O professor Aziz Ab'Saber, presidente da SBPC - Sociedade Brasileira para o Progresso da Ciência -, acompanhou a Caravana no seu primeiro trecho, até Rondônia. Para ele, a iniciativa de conhecer in situ as diversas realidades brasileiras, transforma o PT, e particularmente Lula, num caso quase único na política brasileira, na qual a regra é de figuras públicas interessadas apenas em promover eventos que reúnem grande número de pessoas dando sempre no máximo um minuto para perguntas.

Quias eram os objetivos na preparação da Caravana?

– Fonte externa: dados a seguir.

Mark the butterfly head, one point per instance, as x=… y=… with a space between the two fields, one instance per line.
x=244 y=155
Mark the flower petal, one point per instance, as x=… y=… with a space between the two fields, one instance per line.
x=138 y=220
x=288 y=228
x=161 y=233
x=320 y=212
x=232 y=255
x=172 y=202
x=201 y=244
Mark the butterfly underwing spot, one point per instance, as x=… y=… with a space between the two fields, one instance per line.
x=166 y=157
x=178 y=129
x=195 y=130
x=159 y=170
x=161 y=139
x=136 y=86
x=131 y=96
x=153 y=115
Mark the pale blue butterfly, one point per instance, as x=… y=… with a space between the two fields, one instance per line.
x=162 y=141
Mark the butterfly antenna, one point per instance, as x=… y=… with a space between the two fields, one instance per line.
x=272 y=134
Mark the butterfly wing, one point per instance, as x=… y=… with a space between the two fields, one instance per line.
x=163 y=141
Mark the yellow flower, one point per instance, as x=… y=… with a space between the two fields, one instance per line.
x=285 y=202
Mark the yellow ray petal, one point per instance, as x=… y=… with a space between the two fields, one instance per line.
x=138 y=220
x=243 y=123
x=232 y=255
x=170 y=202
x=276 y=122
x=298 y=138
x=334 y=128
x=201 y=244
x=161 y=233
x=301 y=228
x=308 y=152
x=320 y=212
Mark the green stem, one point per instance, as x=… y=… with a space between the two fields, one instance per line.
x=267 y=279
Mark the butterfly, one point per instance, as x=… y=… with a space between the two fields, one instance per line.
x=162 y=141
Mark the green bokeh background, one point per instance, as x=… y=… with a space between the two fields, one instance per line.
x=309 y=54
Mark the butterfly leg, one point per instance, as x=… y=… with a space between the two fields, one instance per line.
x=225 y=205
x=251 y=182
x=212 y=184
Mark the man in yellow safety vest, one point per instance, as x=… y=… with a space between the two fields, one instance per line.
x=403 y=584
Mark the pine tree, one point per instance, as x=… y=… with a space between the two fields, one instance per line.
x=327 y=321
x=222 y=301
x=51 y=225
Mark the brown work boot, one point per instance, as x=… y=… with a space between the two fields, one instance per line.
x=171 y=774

O conceito da Caravana da Cidadania está assentado no conhecimento de realidades regionais, na percepção e busca de informações sobre as realidades setoriais, saúde pública, saneamento básico, condições sócio-econômicas, problemas relacionados com segmentos diferentes da sociedade, os comandantes do processo e, ao mesmo tempo, os fatos que dizem respeito ao tipo de atividade que se projeta sobre o espaço geográfico de cada região. Tudo isso forma um conjunto de conhecimentos de interesse daqueles que têm uma vida política. Essas pessoas precisam conhecer in situ as realidades regionais. Eu não pertenço ao PT, mas estou ligado definitivamente ao PT, por história particular de relações, de admiração, amizade e estima. Minha posição é a seguinte: em tudo que eu pudesse colaborar ao longo de excursões da Caravana da Cidadania, no sentido de retirar conhecimentos e colocá-los nas mãos de pessoas que têm o meu respeito, estou fazendo. É como se o Governo Paralelo se transformasse num conjunto de pessoas que se sentissem na obrigação de colocar todo o conhecimento que têm sobre as regiões nas mãos daqueles que querem receber esse conhecimento. Mesmo porque não é qualquer político que tem condições de humildade para receber conhecimentos. Estou na SBPC e conheço bem o problema, posso fazer o melhor plano possível para o sertão do Nordeste, mas entre sua elaboração e sua execução existe um abismo. Essa possibilidade de ser útil aos políticos não é coisa fácil, pois o que eles gostam é de fazer eventos chamando muita gente, dando um minuto a cada um para fazer uma pergunta. Por isso eu tenho alegria em colaborar com as pessoas que sabem receber informação. Outra coisa que também gostei muito nessas duas excursões é que o Lula e as lideranças procuram entrevistar as pessoas comuns nas ruas, que estão aglutinadas para um ato público qualquer. Dessas entrevistas públicas existem duas conotações: uma é transparência - escolhe-se pessoas que querem falar e as pessoas falam o que querem -, e outra é a revelação das aspirações.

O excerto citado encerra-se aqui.